Screenshot 2024-11-13 at 2 56 02 PM
  1. When you are satisfied with the output you can click on 'save as' to save the session so that you can access it again for future analyses.
  2. Click on saved sessions to access previously saved sessions
Screenshot 2024-11-13 at 3 01 52 PM
  1. You could also press the copy symbol to copy the response and paste it into a deck
Screenshot 2024-11-13 at 2 58 57 PM
  1. You may choose to download your SQL query, prompt, and response as a csv by clicking on the download button.
  2. If the response is unsatisfactory press the 'thumbs down' icon at the bottom right of the winodow and share your feedback with us.
Screenshot 2024-11-13 at 2 58 00 PM

Troubleshooting and FAQs

  1. If the response is not to your satisfaction then iterate on your prompt.
  2. If the page is taking too long to generate a response then reload it and try a different prompt.
  3. The output will not be representative of your entire dataset if your dataset is over 500 rows.
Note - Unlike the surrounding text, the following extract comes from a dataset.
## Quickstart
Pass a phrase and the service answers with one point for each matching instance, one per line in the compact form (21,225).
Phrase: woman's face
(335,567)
This feature is currently limited to 500 rows of analysis.

Tips and Best Practices

  1. Give context on the data to the extent that you can
  2. If your column names are not representative of the data in the column then you should mention the column name in your prompt. For example: If my column is named 'xyz' and the data in this column is the number of covid deaths per country. Then In my prompt I should mention to caclulate total covid deaths from column 'xyz'
  3. Mention if you want the data to be numbered, in bullets, or in a table and how many points or words you want the data in. This will help format and limit your response.